Former President Olusegun Obasanjo has been criticized by the Buhari Media Organization (BMO) for being charged as a tax defaulter by the Federal Inland Revenue Service, FIRS.
Recall that the FIRS had listed Obasanjo Farms Nigeria Limited, a company owned by the former President, among 19,000 tax defaulters.
However, in a statement issued on Thursday by its Chairman, Niyi Akinsiju and Secretary, Cassidy Madueke, BMO said it was also shocked that someone who considered himself as the father of modern Nigeria was a tax defaulter.
The organization further told him that it was not just okay to write letters to President Muhammadu Buhari over the state of the nation, but also important that he pays his taxes as at when due.
The statement by the BMO reads; “It is a big surprise that a company owned by a former President who sees himself as the father of modern Nigeria is on a list of companies that have run afoul of the nation’s tax laws.
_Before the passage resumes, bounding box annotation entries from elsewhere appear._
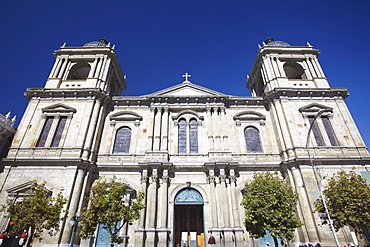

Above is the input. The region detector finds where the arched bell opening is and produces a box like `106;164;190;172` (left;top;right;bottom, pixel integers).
174;187;205;247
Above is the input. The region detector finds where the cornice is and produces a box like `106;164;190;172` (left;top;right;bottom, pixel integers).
24;88;111;102
263;88;349;103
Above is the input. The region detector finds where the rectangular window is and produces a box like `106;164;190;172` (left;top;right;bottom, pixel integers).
36;116;67;147
321;117;338;146
308;117;325;146
36;117;54;147
51;117;67;147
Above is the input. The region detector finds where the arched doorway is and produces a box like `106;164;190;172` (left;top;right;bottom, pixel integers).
174;188;205;247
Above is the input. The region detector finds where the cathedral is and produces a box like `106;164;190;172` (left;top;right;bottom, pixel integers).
0;39;370;247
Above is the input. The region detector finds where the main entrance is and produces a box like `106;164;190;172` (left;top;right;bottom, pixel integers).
174;188;205;247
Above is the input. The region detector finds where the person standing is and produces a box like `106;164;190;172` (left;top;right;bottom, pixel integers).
208;234;216;247
0;230;8;245
18;230;27;246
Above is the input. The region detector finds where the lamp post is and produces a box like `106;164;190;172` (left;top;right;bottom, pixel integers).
306;109;340;247
69;212;82;247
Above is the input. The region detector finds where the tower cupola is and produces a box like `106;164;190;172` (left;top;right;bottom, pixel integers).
246;38;329;96
45;39;126;96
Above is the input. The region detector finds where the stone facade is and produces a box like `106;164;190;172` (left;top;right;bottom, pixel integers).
0;40;370;247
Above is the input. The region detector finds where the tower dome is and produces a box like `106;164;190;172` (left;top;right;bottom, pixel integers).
83;39;108;47
263;38;290;46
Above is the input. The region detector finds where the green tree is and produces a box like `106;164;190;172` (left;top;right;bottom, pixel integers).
1;181;67;243
242;172;302;246
79;177;145;246
315;170;370;234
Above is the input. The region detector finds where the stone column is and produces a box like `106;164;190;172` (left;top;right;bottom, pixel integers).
208;169;218;227
220;169;234;246
157;170;169;247
56;58;69;80
147;107;155;151
60;168;86;246
205;106;214;150
145;168;158;246
229;174;244;246
82;99;101;160
161;108;169;151
153;108;162;151
291;167;320;243
134;169;148;247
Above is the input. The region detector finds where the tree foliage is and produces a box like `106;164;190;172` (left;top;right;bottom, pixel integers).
1;181;67;241
242;172;302;246
80;177;145;244
315;170;370;234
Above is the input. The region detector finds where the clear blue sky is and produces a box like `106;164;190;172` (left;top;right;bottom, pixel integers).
0;0;370;145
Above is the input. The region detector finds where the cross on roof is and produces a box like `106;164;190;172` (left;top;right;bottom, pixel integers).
182;72;191;82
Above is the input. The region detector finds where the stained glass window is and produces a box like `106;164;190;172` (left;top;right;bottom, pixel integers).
189;119;198;154
179;119;186;154
244;126;262;153
321;117;338;146
113;127;131;153
36;116;54;147
51;117;67;147
308;117;325;146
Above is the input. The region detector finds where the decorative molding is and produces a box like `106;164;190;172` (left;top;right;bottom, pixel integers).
41;103;77;113
109;111;143;121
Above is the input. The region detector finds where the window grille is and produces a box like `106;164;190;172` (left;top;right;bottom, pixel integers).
113;127;131;153
244;126;262;153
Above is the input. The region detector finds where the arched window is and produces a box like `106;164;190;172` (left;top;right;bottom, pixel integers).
67;63;90;80
283;62;306;79
113;127;131;153
189;119;198;154
179;119;186;154
178;118;198;154
244;126;262;153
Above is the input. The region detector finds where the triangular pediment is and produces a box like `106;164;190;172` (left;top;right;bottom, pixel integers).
148;81;228;97
233;111;266;120
109;111;143;121
42;103;76;112
299;103;333;112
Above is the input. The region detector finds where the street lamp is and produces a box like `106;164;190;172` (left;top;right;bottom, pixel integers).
306;109;340;247
69;212;82;247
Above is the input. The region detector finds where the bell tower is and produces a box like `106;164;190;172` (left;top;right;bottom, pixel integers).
247;38;330;97
45;39;126;96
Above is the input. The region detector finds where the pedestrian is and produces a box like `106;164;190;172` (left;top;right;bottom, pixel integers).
208;234;216;247
0;230;8;245
18;230;27;246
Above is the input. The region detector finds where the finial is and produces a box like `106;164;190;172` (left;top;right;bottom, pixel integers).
182;72;191;82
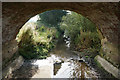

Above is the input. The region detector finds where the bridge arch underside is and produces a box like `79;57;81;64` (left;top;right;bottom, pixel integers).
2;3;120;68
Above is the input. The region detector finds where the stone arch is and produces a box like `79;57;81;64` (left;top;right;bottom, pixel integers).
2;2;119;69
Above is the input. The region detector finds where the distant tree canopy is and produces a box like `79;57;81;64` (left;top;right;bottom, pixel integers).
37;10;67;28
60;12;101;50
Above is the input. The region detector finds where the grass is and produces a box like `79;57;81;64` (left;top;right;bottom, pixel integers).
16;24;59;59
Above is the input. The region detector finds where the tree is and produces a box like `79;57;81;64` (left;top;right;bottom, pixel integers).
37;10;67;28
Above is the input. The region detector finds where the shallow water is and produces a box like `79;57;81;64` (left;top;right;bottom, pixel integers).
48;39;99;78
12;38;99;80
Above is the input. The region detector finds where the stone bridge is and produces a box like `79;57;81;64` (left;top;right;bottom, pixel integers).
2;2;120;79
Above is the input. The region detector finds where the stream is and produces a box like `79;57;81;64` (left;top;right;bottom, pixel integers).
12;38;100;80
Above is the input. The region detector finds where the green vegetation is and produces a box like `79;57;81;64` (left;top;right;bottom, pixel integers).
16;10;101;59
17;23;59;59
37;10;67;30
60;12;101;52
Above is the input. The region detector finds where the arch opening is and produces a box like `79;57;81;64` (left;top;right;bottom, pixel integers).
3;3;119;79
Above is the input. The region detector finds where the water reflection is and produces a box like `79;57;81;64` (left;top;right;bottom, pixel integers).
49;36;98;79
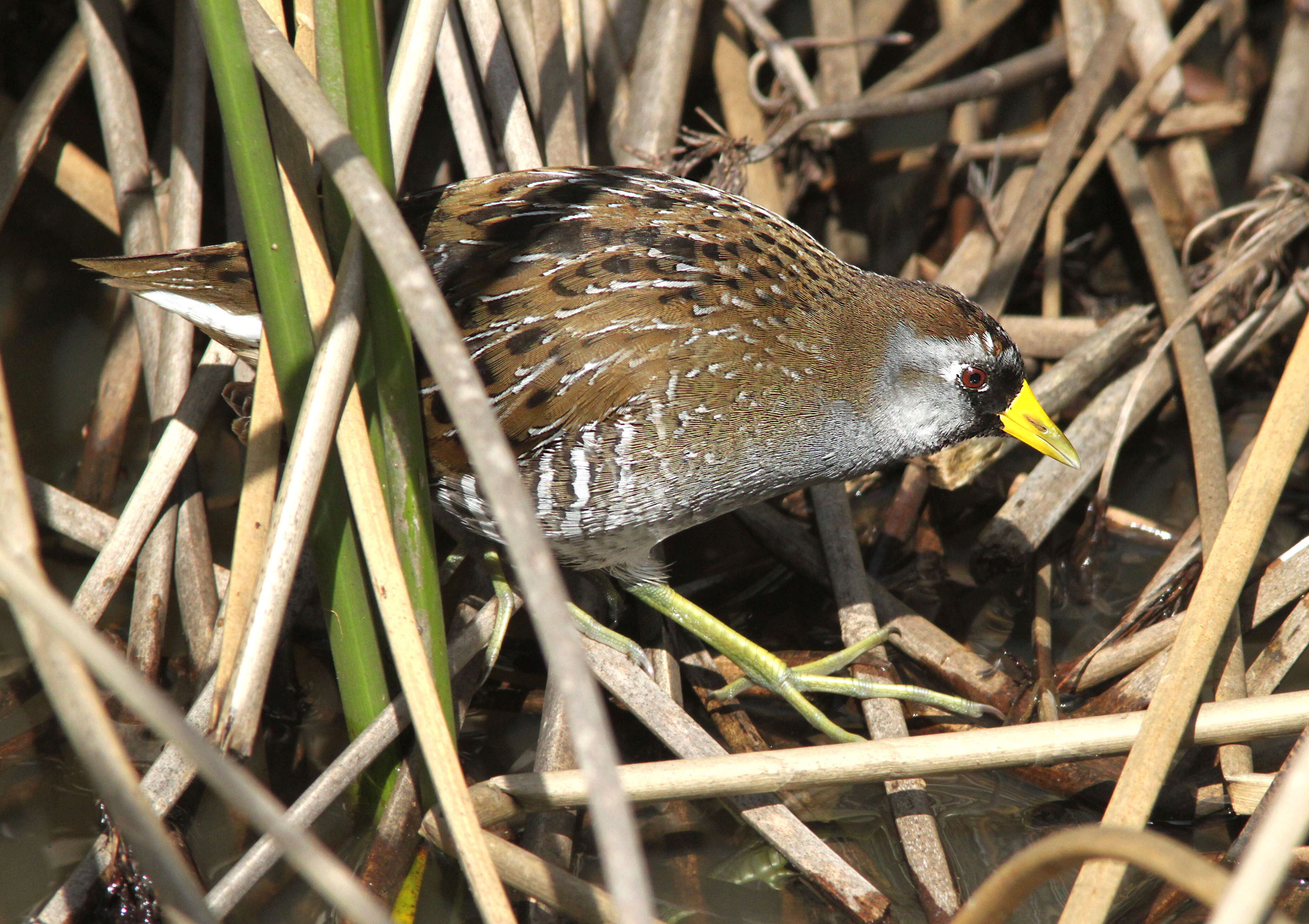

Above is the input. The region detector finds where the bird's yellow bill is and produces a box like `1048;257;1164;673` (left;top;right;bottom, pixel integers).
1000;382;1081;468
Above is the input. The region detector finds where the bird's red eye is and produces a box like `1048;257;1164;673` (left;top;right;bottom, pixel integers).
959;365;986;391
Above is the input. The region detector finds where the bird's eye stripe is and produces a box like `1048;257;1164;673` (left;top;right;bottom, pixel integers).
959;365;987;391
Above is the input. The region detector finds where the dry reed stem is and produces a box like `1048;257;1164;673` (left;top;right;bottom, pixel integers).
1041;0;1229;317
0;93;120;237
26;475;229;593
210;335;283;707
241;10;513;906
385;0;448;178
210;334;283;707
1119;0;1221;225
497;0;541;117
0;551;390;924
532;0;586;166
581;0;630;146
521;660;578;924
954;824;1291;924
1031;555;1060;722
241;0;653;924
1245;599;1309;696
746;38;1067;162
578;639;890;921
458;0;541;170
422;813;660;924
77;0;164;392
73;291;141;507
1098;174;1309;502
212;0;330;733
863;0;1022;100
436;5;496;178
713;8;787;215
0;348;213;924
610;0;700;166
809;481;959;923
332;377;514;924
974;170;1302;569
809;0;863;102
1246;3;1309;194
722;0;822;109
73;342;235;623
1064;297;1309;921
33;679;213;924
0;19;92;224
977;12;1132;317
148;0;219;669
473;686;1309;824
204;696;410;917
215;243;364;755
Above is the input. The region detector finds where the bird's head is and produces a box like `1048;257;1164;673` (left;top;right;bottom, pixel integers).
873;280;1080;468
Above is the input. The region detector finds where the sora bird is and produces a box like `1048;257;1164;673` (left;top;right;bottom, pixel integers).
80;167;1077;740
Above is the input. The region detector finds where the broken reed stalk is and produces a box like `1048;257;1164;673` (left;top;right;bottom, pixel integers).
1097;175;1309;502
386;0;449;171
34;678;213;924
1246;4;1309;194
1041;0;1228;318
77;0;164;387
610;0;712;166
0;5;101;224
210;343;283;707
204;696;410;917
1066;297;1309;921
199;0;390;798
0;353;215;924
0;551;390;924
971;273;1304;572
746;39;1067;164
153;3;219;669
338;0;454;727
422;813;661;924
241;0;653;924
1099;139;1228;548
1209;722;1309;924
473;691;1309;824
954;824;1291;924
460;0;541;170
977;10;1132;317
578;639;890;921
215;241;366;753
1209;707;1309;924
436;4;495;178
73;342;235;623
332;318;514;924
809;479;959;921
722;0;822;110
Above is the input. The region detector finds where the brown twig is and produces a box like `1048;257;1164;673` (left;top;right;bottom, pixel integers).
747;39;1067;162
1066;288;1309;920
977;12;1132;317
241;0;652;923
1041;0;1228;317
810;481;959;921
1245;3;1309;194
474;686;1309;824
610;0;712;165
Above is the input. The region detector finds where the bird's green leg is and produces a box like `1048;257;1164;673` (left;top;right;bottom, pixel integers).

“We also consider it a thing of shame for General Obasanjo not to pay taxes as at when due, especially as he is known to pontificate either at public fora or through open letters against societal ills, aside from launching scathing attacks against all sitting Presidents after him.
“We do not see why he should stop writing letters or speaking out against societal ills, but it would be hypocritical for him not to pay his company’s taxes as at when due. So, our message to former President Obasanjo is: Keep writing open letters to Nigerians but do not forget to pay your taxes,” the BMO said.
The comments by BMO comes day’s after Obasanjo described himself as ‘an incurable optimist,’ while calling on Nigerian youths to keep faith and not lose hope despite the many challenges the country is facing.
The former President made the call while addressing some youths and students from select schools in the State at a Youths Governance Dialogue organized by the Youth Development Centre, an arm of the Olusegun Obasanjo Presidential Library.
Obasanjo, who defined himself in Nigeria as ‘an untreatable optimist, ‘ said he could see the light beyond the tunnel, even though the present situation in Nigeria was bad.